An annuity is an insured investment which makes it great for those with a lower risk tolerance, but it also means you can generally expect lower returns on your annuity than if you took the same money and invested in the stock market for the same period. While an annuity as an investment class may be a fairly safe investment, different insurance companies invest their portfolios differently, so if you have a low risk tolerance you should look at the company’s track record and consider how they will invest your contributions.

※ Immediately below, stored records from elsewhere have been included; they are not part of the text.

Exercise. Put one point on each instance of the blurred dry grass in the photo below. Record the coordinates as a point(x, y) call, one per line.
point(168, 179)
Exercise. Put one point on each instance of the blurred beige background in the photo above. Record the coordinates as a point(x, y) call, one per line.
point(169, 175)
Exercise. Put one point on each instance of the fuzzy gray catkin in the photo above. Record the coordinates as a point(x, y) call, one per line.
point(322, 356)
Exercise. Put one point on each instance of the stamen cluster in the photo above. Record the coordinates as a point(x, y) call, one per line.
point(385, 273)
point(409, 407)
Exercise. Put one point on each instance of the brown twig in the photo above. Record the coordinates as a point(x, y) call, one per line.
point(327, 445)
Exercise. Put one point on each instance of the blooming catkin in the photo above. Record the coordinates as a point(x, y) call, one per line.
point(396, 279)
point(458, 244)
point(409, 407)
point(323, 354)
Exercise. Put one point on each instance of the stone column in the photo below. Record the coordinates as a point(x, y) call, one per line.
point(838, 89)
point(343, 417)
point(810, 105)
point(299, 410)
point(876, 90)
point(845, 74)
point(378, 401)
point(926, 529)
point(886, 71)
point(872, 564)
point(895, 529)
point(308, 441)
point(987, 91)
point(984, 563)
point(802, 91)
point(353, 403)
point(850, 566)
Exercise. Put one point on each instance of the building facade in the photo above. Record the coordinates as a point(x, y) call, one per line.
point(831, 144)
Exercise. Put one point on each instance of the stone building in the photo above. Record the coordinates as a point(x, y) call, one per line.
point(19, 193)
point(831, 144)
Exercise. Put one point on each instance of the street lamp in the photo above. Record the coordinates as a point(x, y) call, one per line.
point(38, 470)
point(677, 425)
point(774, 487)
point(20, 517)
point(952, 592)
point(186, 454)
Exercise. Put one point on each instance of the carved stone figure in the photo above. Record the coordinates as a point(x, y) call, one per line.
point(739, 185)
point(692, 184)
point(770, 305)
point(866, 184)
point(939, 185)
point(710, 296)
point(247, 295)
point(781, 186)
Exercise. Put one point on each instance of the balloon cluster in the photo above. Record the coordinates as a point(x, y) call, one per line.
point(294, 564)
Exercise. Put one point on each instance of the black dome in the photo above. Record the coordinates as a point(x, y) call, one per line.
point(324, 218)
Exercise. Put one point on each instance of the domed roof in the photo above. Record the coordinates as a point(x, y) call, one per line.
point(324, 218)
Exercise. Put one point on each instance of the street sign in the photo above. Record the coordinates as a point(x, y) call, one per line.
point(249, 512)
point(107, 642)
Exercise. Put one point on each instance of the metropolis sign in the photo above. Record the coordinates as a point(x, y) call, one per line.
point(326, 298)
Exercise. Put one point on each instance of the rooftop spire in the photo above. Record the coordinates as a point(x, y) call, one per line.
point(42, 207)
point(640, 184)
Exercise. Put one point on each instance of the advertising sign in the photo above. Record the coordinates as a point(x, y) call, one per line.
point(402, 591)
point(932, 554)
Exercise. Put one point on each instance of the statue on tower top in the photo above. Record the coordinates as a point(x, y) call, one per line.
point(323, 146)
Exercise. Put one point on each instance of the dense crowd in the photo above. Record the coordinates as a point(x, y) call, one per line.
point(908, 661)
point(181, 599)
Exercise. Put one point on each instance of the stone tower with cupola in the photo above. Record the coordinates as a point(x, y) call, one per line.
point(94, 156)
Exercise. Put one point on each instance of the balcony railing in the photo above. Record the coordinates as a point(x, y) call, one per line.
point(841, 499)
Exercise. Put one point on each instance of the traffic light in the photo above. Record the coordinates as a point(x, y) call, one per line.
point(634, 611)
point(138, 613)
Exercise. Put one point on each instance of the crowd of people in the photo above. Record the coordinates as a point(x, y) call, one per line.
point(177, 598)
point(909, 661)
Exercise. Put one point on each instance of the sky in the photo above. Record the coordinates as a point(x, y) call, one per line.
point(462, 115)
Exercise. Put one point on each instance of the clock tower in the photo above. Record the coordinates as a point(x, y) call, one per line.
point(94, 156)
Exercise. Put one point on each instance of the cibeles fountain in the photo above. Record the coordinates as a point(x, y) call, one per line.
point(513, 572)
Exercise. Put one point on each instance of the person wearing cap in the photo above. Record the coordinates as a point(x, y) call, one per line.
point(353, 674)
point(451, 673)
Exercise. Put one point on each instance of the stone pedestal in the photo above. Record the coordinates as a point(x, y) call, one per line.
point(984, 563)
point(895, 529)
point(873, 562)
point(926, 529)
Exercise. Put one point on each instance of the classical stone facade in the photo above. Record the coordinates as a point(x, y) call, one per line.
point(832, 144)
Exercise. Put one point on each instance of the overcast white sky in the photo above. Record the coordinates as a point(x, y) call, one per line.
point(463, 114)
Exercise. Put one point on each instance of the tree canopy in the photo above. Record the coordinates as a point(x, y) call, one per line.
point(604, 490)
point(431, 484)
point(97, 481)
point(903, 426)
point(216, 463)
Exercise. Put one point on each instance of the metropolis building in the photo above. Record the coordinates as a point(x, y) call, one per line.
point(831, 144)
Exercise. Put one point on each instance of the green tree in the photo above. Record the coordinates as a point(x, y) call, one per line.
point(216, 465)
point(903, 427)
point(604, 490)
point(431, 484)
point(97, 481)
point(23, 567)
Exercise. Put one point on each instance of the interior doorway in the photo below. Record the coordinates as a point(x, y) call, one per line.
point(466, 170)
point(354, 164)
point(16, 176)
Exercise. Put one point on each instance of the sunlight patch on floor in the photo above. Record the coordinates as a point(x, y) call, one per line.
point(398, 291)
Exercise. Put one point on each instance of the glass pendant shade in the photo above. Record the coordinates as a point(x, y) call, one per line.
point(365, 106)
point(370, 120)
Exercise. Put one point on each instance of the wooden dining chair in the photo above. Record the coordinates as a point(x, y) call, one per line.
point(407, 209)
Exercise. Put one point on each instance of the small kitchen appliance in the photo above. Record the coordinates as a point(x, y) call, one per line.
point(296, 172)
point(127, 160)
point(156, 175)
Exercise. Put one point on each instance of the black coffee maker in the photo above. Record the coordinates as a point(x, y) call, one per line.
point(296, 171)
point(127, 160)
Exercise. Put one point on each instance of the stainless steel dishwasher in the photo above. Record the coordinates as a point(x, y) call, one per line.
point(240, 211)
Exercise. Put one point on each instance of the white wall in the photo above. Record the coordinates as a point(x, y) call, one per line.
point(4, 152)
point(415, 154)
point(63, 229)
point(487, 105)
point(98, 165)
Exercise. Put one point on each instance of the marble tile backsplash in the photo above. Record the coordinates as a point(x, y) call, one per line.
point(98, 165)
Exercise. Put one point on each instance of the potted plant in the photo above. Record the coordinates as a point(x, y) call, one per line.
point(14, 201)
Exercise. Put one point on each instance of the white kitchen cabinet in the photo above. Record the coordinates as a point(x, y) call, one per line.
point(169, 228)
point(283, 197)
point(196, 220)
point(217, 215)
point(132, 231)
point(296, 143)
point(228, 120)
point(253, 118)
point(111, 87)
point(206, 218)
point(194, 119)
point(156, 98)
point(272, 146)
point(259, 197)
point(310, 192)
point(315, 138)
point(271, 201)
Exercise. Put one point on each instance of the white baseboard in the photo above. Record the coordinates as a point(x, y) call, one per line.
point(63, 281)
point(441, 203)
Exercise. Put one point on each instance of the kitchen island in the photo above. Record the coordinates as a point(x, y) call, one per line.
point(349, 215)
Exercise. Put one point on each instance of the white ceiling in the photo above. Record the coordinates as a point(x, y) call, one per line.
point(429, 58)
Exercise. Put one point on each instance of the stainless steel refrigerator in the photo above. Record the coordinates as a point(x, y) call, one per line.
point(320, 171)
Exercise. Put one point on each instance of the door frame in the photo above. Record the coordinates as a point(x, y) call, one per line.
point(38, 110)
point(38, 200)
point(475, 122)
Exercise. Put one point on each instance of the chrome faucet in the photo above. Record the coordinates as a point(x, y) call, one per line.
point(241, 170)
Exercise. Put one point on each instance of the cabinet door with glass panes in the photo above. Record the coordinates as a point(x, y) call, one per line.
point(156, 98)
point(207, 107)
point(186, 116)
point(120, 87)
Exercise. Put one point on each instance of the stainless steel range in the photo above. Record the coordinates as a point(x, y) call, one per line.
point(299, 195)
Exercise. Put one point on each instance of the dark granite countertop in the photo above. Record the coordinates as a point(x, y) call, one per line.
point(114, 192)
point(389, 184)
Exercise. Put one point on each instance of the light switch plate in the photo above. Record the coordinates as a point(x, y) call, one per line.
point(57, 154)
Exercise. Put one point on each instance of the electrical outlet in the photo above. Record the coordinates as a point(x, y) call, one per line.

Consider the Length of the Investment
An annuity is most beneficial when it is started several years ahead of the estimated retirement goal. The exception to this rule is an immediate annuity where a lump sum of money is invested to provide a stream of smaller monthly payments. Another point to note is that, different annuities will provide income for varying lengths of time so before you commit to one it is wise to check the terms. You should estimate a longer life span to err on the side of safety.
Assess Your Liquidity
Since an annuity requires a monthly payment to sustain it, it makes sense to ensure you are able to meet the expected amount every month. It is only possible to get the promised level of income if you hold up your end of the contract by contributing the payments every month without fail.
Understand the Charges and Fees
Annuities have associated fees. This is a fact that cannot be ignored and the more you familiarize yourself with the different types of fees you can incur, the less likely you are to have to pay them. By educating yourself on all the expenses upfront you are also better prepared to choose an annuity that may be more profitable in the long run, since different annuity products have different fees.
Will Your Family Benefit?
Finally, it is important to find out if your annuity will continue to provide for your family after you are gone. If you have loved ones to take care of this is an essential piece of information. “Joint and survivor” annuities are best in this instance.
All annuities are not created equal. While you may be eligible for a tax deduction regardless of your annuity type, there are a number of different factors that can make one annuity more attractive than another. The trick is learning to identify these factors and then making the right choice for your needs.